Perfect Patience—The first days of school are tough on everyone! It has only been 40 days of summer, but everyone has to learn – or re-learn – new routines. This can be frustrating. Our children are going from home, where they may be only one of few vying for attention, to school, where they are one of many. Model patience for your child. Show them what to do when they are upset and create situations where your children have to wait, so they can practice perfecting patience.
Don’t Sweat the Small Stuff—There is nothing worse than waking up the first day of school with a feeling that you forgot to do something! Forgot to pack lunch or snack? We have emergency lunches. Forgot PE uniform on the first day? Consider the first week a grace period. All the supplies in the locker but your child couldn’t find a pencil? We’ll find one for them. Do not panic–we’ve got you covered! Starting the school year can be overwhelming whether it’s your first or tenth year! We understand it sometimes takes a few days to get the routine down, and we practice flexibility to get everyone comfortably through the beginning days of school.

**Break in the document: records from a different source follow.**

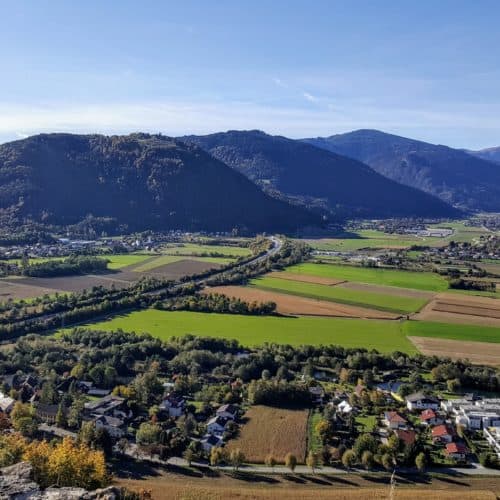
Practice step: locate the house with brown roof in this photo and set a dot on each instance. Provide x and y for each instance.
(408, 436)
(393, 420)
(442, 434)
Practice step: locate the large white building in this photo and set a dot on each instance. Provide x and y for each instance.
(474, 415)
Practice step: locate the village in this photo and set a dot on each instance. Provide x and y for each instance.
(371, 421)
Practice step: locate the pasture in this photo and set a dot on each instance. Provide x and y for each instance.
(451, 331)
(388, 277)
(453, 308)
(195, 249)
(392, 303)
(160, 261)
(295, 305)
(275, 431)
(371, 238)
(385, 336)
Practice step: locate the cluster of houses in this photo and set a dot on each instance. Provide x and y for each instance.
(217, 426)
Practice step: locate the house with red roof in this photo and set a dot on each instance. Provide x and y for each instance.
(442, 434)
(457, 451)
(406, 435)
(394, 420)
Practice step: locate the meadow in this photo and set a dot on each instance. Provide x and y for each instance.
(369, 238)
(383, 335)
(194, 249)
(393, 303)
(377, 276)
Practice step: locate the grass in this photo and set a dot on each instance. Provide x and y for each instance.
(377, 276)
(119, 261)
(275, 431)
(451, 331)
(393, 303)
(366, 423)
(163, 260)
(385, 336)
(314, 442)
(379, 239)
(193, 249)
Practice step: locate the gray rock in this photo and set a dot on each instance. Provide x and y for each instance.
(16, 484)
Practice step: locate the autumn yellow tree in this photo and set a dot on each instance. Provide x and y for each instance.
(67, 463)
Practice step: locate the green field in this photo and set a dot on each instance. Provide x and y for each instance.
(377, 276)
(118, 261)
(451, 331)
(368, 238)
(193, 249)
(169, 259)
(393, 303)
(385, 336)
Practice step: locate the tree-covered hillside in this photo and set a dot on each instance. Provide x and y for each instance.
(140, 181)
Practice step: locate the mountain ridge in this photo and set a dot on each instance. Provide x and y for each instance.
(332, 181)
(141, 180)
(453, 175)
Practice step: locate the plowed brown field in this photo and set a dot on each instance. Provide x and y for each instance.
(304, 278)
(295, 305)
(484, 353)
(272, 430)
(464, 309)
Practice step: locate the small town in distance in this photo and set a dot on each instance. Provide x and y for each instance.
(350, 344)
(250, 250)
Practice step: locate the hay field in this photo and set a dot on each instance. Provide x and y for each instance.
(295, 305)
(319, 280)
(461, 309)
(483, 353)
(272, 430)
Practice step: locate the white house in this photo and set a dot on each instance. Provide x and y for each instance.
(317, 394)
(457, 451)
(174, 406)
(209, 441)
(217, 425)
(430, 417)
(492, 435)
(229, 411)
(114, 426)
(6, 403)
(419, 401)
(442, 434)
(344, 407)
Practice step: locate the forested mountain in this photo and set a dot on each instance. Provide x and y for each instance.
(454, 175)
(490, 154)
(285, 167)
(139, 180)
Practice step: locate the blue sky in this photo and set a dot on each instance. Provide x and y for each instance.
(426, 69)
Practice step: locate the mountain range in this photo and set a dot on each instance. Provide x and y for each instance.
(140, 181)
(317, 178)
(247, 180)
(490, 154)
(455, 176)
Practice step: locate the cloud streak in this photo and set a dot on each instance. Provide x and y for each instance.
(178, 118)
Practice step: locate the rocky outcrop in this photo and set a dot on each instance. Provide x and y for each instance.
(16, 484)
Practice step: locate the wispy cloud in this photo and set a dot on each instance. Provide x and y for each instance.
(309, 97)
(444, 125)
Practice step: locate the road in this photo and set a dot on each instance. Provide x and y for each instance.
(472, 470)
(275, 248)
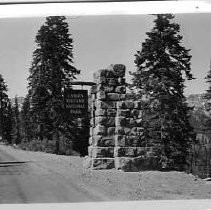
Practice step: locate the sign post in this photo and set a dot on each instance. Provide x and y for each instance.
(76, 103)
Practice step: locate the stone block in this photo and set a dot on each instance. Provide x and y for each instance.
(139, 122)
(122, 97)
(92, 113)
(121, 81)
(119, 70)
(91, 131)
(100, 80)
(92, 122)
(134, 113)
(120, 105)
(131, 122)
(113, 96)
(111, 112)
(120, 121)
(120, 89)
(100, 73)
(125, 151)
(120, 140)
(123, 112)
(119, 130)
(140, 131)
(112, 81)
(101, 95)
(99, 141)
(100, 120)
(105, 104)
(141, 151)
(111, 131)
(90, 140)
(129, 104)
(132, 141)
(93, 89)
(126, 164)
(147, 163)
(137, 104)
(102, 163)
(87, 162)
(100, 112)
(134, 131)
(110, 122)
(99, 130)
(101, 152)
(127, 130)
(105, 88)
(93, 97)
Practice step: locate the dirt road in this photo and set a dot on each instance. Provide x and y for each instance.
(27, 177)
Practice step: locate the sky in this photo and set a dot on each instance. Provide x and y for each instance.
(98, 42)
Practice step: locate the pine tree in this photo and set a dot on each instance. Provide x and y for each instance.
(51, 71)
(16, 123)
(26, 125)
(161, 64)
(207, 97)
(9, 123)
(4, 111)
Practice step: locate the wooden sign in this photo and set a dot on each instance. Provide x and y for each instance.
(76, 102)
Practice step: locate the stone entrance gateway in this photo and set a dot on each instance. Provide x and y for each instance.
(116, 132)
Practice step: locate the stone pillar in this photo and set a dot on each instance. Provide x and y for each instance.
(116, 132)
(110, 88)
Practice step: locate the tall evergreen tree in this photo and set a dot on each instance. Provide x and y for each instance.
(161, 64)
(16, 123)
(27, 130)
(4, 111)
(51, 71)
(207, 97)
(8, 123)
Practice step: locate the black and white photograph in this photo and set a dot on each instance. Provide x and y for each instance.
(102, 108)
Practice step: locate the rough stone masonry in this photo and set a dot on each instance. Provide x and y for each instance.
(116, 132)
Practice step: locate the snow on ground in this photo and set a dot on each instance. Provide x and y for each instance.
(118, 185)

Back to Basics—It is OK to admit that you let your children’s sleep routines slack over the summer, as well as their academic routines and their eating (cereal for dinner, anyone?). You are not alone, but if you want to make it through the first week without a melt-down then begin to introduce routines back into your schedule. Sleep is essential. Start by getting bedtime normalized, then move on to healthy eating habits. Once this is completed, your children should be a little more ready to face the school year.
Let Love Rule—Your children—no matter the age—need to know they are loved. While that doesn’t mean they will always like it when you give them a hug in front of their friends (we hear you, middle school parents!), they will appreciate it. They must feel safe in order to learn. Remind them every day that you love them, their teachers love them and God loves them.